Não gosto de chocolates brancos, eles são muito meigos, tentam agradar demais.
Já o chocolate ao leite não tem personalidade, é o comunzão.
Por isso prefiro o chocolate amargo, eles são fortes, impõe sua identidade.

“- Ei, Nemo!”

Pois não...

“- Coisas não se comportam como pessoas.”

Que pena, achei que a recíproca também fosse verdadeira.

sexta-feira, 8 de julho de 2011

Ferrugem

Repudio agora o que me tornei,
Aliás, minto, tenho ódio ao que sempre fui.
Não consigo entender esta porra que chamam de vida!
Não consigo entender o porquê de acharem que com vocês foi sempre pior.
Não se dizem os melhores? O poder?
Então aguentem as consequências!
Querem ser eternos...
Não conseguem proteger a chama da imortalidade sequer da mínima garoa!
Repudio esta ferrugem que os corroí,
Aguentem a barra, não é pior que o peso do mundo.
Diferentemente das fênix, saibam que patos não ressurgem das cinzas.
Patos apenas voam, alto, em busca da sua liberdade...
Parem de grasnar, abram suas asas e voem para seus ideais!
Esqueçam os outros, lembrem-se de si.
Cuidado, pequeno Narciso, seu reflexo pode quebrar o espelho...

quarta-feira, 6 de julho de 2011

Batatas

            Certa feita havia onze tribos rivais, que competiam por um lugar ao sol. Três seriam as eleitas. Não existiam meios para que todas sobrevivessem, era matar ou morrer. Mas não seria uma guerra armada, talvez com exceção de uma tribo blindada e uma uniformizada.
            Dois longos meses duraram o conflito: trabalho árduo, queremismo, desejo ardente por derrotar os inimigos um por um e, numa tarde ensolarada, estender ao sol sua bandeira. A guerra era cansativa. Havia intrigas internas, externas, prejuízos, dificuldades.
            Após o preparo, o teatro de operações estava armado. Claro, uma ou outra pequena batalha rompeu-se no calor dos preparativos, resolvidas rapidamente. O curioso era que o povo invasor seria o aliado. E a estratégia não era atacar o inimigo, senão agradar ao invasor.
            Cada tribo foi duramente invadida: eram questionadas, obrigadas a expor sua cultura, criticadas, elogiadas, e, conforme o objetivo inicial, foram eleitas. Cumpriu-se o objetivo. “Ao vencido, ódio ou compaixão; ao vencedor, as batatas." [e a toda a humanidade as palmas por não entenderem um objetivo divergente da vitoria]
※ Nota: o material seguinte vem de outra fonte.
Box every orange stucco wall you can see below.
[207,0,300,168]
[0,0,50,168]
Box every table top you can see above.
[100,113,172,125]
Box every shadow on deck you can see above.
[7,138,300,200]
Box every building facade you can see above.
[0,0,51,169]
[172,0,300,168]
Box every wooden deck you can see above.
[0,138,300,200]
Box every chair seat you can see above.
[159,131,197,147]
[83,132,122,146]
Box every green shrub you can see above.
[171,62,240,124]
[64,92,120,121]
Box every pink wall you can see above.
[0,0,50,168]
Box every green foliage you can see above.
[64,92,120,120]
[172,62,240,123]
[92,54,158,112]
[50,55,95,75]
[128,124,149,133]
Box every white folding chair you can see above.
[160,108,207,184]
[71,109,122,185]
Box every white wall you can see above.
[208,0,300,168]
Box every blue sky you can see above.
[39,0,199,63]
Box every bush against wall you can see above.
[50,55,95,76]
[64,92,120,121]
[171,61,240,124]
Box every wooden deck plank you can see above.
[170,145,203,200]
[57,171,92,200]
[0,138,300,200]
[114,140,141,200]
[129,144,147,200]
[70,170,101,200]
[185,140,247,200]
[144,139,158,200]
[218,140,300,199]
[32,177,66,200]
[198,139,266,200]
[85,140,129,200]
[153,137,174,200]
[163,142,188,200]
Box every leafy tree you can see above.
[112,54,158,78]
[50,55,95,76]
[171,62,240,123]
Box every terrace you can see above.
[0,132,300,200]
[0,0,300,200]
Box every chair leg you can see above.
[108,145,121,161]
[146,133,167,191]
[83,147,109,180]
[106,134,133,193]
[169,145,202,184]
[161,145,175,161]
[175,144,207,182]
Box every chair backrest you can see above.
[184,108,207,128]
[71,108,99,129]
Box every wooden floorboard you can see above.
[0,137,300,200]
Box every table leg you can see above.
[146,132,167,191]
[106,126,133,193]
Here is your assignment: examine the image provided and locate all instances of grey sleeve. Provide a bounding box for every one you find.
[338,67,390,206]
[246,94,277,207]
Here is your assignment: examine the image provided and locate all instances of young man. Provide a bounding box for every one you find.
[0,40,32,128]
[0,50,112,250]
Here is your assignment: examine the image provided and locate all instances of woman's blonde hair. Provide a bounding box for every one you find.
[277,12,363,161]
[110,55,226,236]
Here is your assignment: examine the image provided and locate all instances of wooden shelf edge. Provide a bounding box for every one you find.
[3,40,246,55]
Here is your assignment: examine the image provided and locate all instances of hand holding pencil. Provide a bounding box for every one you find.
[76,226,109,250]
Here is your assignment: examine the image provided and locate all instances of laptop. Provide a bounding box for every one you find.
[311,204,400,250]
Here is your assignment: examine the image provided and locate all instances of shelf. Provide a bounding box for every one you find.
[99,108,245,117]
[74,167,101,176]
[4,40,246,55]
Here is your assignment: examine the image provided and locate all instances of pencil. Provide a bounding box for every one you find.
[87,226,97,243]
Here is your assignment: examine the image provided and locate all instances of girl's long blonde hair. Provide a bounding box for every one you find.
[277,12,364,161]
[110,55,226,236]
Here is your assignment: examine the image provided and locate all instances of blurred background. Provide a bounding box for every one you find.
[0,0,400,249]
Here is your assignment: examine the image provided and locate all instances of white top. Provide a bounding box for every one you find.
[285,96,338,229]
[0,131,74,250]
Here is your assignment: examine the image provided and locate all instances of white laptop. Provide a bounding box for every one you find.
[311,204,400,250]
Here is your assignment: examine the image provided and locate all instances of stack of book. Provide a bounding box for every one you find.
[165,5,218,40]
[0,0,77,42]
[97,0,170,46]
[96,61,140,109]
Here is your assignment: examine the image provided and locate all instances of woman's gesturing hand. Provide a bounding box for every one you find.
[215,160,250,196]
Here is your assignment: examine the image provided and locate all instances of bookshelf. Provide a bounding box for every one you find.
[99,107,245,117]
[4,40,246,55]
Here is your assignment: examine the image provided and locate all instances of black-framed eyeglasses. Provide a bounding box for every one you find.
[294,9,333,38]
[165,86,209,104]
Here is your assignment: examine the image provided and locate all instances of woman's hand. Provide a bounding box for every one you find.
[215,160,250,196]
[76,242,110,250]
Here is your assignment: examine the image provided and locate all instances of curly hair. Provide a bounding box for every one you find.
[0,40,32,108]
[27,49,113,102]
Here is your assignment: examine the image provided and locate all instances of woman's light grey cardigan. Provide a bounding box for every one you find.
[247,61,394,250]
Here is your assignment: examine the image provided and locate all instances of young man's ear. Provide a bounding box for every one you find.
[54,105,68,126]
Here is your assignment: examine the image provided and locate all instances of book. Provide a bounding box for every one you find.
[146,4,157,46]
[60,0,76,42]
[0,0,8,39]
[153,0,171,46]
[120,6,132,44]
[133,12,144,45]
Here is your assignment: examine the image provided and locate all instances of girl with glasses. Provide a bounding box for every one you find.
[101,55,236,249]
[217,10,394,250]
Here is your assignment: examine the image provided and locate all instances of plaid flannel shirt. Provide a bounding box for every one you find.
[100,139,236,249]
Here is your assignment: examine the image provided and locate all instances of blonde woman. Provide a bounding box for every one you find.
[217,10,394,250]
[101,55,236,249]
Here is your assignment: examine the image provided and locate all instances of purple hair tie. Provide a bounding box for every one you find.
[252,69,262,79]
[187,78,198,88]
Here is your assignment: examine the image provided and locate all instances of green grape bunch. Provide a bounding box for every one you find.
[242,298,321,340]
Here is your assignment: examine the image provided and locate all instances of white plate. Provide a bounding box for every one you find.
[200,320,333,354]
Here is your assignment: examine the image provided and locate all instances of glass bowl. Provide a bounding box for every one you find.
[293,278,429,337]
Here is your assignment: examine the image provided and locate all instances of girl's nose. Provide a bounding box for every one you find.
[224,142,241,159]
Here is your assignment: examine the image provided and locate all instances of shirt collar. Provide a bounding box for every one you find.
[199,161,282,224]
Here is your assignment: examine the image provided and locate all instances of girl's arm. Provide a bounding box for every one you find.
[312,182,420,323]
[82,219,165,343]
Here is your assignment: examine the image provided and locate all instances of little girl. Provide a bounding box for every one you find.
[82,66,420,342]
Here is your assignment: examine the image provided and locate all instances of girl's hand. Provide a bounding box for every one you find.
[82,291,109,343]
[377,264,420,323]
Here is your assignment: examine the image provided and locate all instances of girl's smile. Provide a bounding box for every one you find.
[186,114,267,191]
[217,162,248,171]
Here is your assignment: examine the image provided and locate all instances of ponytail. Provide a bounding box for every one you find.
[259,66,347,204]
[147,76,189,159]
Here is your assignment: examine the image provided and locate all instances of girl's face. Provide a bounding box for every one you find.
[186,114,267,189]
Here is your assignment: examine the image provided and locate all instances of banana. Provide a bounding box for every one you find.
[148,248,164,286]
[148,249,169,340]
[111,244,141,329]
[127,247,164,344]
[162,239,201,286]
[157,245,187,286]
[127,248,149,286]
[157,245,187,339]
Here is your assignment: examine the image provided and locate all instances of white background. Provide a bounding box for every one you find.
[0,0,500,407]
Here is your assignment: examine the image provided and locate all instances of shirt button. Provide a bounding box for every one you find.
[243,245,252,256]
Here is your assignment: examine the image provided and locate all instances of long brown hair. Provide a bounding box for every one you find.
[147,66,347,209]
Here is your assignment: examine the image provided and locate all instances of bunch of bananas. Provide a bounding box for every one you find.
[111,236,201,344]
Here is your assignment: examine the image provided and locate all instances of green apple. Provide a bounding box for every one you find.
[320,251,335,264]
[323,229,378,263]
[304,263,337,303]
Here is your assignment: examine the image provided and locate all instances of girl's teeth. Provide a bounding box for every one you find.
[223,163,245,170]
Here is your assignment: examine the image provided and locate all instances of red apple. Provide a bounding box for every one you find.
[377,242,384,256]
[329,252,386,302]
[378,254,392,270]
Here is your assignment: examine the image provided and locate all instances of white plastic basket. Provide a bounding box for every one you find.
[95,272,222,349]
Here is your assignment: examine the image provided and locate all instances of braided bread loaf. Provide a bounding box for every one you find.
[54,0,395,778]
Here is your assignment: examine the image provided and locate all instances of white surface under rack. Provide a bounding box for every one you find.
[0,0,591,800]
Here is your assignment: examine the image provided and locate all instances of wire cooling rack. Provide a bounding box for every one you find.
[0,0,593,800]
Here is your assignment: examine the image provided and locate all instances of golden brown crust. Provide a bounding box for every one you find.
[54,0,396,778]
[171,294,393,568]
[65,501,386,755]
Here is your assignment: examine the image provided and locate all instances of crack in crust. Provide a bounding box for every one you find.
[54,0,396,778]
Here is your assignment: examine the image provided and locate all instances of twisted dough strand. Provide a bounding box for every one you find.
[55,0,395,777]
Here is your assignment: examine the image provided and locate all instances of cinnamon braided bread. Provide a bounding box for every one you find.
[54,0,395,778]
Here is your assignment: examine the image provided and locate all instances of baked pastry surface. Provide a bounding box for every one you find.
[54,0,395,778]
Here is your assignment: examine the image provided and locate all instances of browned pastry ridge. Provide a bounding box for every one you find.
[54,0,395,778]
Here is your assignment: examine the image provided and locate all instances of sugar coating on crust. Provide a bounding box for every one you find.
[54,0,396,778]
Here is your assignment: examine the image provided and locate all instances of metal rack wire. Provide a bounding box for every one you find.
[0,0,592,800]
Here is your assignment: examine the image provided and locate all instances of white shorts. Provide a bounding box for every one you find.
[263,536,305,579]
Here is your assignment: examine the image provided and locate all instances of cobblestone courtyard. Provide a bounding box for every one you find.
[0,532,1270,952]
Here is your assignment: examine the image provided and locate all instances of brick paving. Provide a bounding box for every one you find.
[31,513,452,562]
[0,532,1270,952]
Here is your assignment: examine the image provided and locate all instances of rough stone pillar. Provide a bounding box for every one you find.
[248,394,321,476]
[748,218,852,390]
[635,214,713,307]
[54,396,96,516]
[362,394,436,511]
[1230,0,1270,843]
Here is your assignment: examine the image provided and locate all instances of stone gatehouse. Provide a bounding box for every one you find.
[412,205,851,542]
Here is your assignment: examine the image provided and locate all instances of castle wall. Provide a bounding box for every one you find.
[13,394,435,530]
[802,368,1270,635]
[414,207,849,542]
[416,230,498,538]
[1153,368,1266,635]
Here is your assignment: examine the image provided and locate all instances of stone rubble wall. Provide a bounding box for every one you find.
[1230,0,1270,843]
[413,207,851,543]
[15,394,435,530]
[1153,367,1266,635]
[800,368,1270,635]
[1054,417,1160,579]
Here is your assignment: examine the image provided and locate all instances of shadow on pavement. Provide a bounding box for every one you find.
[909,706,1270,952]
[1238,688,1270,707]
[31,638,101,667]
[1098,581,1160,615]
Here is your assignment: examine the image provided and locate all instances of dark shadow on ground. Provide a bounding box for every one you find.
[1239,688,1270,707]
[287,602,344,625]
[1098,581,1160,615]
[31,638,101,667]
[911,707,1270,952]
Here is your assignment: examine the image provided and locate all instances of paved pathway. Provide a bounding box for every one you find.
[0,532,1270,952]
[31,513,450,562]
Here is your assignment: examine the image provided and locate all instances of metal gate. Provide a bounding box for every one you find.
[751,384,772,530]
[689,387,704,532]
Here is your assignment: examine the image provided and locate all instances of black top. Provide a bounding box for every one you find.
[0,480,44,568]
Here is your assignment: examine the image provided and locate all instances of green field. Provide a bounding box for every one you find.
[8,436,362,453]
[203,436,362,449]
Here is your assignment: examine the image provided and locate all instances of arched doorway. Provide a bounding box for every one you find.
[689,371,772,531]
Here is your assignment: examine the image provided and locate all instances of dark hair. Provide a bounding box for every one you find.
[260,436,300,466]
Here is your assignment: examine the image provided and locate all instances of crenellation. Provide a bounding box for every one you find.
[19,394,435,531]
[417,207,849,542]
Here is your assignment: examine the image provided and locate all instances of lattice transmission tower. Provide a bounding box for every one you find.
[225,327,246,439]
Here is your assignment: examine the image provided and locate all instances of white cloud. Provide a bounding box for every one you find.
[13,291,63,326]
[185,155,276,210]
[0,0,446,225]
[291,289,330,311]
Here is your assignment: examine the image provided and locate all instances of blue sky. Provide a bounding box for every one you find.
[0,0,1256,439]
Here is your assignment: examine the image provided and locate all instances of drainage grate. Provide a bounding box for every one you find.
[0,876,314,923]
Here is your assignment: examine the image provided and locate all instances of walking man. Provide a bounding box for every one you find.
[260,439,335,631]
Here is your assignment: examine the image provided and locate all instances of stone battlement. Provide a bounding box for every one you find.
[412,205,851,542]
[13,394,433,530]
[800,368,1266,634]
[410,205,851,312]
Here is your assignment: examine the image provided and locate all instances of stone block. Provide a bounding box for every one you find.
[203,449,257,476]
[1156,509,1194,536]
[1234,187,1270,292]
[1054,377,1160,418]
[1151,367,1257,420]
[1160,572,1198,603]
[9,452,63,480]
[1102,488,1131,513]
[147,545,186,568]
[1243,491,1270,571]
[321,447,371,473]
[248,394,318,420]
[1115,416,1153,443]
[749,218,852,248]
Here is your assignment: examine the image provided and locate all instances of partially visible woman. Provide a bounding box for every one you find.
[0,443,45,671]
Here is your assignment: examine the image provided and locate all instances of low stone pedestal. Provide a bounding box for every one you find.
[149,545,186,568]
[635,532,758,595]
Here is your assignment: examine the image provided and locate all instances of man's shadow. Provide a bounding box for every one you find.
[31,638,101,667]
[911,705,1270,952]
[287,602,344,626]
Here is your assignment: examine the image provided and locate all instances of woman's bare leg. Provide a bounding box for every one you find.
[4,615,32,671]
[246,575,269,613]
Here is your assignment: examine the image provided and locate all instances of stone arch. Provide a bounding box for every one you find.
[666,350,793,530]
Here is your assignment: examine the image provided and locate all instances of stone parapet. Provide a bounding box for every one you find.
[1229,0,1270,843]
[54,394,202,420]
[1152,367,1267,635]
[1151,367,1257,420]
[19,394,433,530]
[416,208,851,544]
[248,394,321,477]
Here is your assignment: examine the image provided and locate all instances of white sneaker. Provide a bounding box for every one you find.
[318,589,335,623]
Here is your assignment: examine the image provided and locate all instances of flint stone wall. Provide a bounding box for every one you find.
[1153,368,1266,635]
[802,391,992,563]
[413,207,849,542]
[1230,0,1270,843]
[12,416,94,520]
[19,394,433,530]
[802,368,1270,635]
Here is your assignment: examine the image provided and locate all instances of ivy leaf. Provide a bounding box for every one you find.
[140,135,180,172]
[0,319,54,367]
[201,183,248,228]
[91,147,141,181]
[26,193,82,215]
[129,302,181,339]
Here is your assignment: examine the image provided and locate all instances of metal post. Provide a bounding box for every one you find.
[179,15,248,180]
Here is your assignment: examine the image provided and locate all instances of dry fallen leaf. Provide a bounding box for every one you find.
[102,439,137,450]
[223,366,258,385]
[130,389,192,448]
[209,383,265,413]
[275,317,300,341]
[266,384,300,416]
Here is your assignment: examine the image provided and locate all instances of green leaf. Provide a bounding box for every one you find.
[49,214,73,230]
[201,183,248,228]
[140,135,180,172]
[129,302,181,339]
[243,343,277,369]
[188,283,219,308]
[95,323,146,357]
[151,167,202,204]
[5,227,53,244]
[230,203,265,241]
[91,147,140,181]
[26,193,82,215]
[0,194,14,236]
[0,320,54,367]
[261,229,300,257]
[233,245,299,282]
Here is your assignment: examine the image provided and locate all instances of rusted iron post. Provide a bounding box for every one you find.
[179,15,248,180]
domingo, 3 de julho de 2011

Até Breve!

                De repente os juramentos foram por terra... E nada mais tinha valor a não ser a vontade de revê-la. Quanto tempo seria necessário ficar ao seu lado? Creio que se eu passasse o resto da eternidade com você ainda não seria o suficiente. Mas uma coisa eu sei: as duas horas ao seu lado foram as melhores que vivi nos últimos anos!
                Ahh... Como foi bom novamente rir seu riso; poder ficar parado, e, em êxtase silencioso, apenas admirar seu sorriso; ter aqueles momentos de extrema falta de graça ao não saber o que falar; encontrar uma velha amiga e ter uma conversa como se fosse novamente um pré-adolescente nervoso e apaixonado [talvez não pré-adolescente, mas o resto de fato sempre estive].
                Como você mudou: está mais madura, seus cabelos cresceram, a faculdade te fez extremamente bem. E eu, ah, eu estou aqui perdido nesse mundinho fechado. Cada vez pior, mais velho, fechado, um arquivo-morto. Talvez eu seja um tolo ao supor que você um dia poderia querer algo de novo comigo, aliás, nem sei como você aceitou da primeira vez.
                Mas as coisas boas da vida são tão rápidas quanto um piscar de olhos, e, mais cedo do que eu esperava você se foi. Não sei quando te verei de novo, não sei sequer se a verei de novo... Não sei ainda por que não tive a coragem de olhar para trás para ver você pela última vez naquele dia, talvez eu estivesse com medo daquilo se tornar de fato uma despedida.
Apenas fiquei ali, feito criança esperando o papai Noel, com o coração acelerado e a mão suando, gelada.  E torcendo por aquele “Até breve!” ser a coisa mais verdadeira que já ouvi na vida.